Axel Dieraert obtains his Master’s degree in inorganic chemistry in 2016 at the University of Montpellier, in France (major of promotion, specialty “Porous materials, divided systems and thin layers”). Since 2017, he’s PhD student at CEA Le Ripault (“Commissariat à l’Energie Atomique et aux Energies Alternatives”), under the direction of Philippe Belleville (CEA Le Ripault – PhD director) and Clement Sanchez (UPMC Paris - scientific adviser). The purpose of this thesis is to develop new materials for high temperature insulation based on stereolithography of ceramic materials.

Abstract:

Stereolithography-based additive manufacturing (AM) is increasingly becoming the technology of choice for the small series or single unit production. It also allows the material-by-design fabrication, prime concern for most material chemists. State-of-the-art of three-dimensional (3D) structured organic-inorganic hybrid materials will be described and focus onto combined 3D printing technology and sol-gel ceramic-based material preparation will be emphasized.
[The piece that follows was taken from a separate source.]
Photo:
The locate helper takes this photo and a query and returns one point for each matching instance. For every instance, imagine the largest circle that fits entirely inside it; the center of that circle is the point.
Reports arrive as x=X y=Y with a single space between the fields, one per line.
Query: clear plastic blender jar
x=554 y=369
Although the spectrum of available 3D-printed materials has been widened in recent years, there is still a lack of ceramic-based materials which can be processed with stereolithography on a routine basis. The extremely high melting point of many ceramics adds challenges to additive manufacturing as compared with metals and polymers. Because ceramics cannot be cast or machined easily, three-dimensional (3D) printing enables a big leap in geometrical flexibility and microstructured architecture.
We report work on synthesis new ceramics from preceramic monomers or inorganic nanopowder loaded resins that are cured with ultraviolet light in a stereolithography 3D printer. After a thermal debinding and sintering step the part turns into a dense ceramic open structure and gains its final properties, with uniform shrinkage and porosity control.
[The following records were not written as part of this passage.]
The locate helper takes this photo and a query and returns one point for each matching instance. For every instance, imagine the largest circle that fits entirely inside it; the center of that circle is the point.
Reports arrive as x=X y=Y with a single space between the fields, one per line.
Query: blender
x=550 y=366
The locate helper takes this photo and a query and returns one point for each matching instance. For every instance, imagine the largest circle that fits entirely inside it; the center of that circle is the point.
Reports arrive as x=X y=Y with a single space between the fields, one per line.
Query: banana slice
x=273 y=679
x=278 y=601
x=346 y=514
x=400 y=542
The paper discusses the critical process parameters that influence polymerization uniformity and structure quality. Currently it is possible to print 3D-structures with a spatial resolution down to 40 μm, with complex shape and cellular architecture. The photosensible resin formulation is a key parameter to control the printing resolution, so the geometry of the final ceramic. Highly complex three-dimensional open microstructures have been theoretically designed to lead to the best agreement between thermal insulation properties and mechanical toughness.
Experimental characterization and performances of the AM ceramic parts will be discussed with regard to high temperature super insulation material application, exhibiting high-stiff properties.
Finally, scale-up of this combined approach is carefully considered.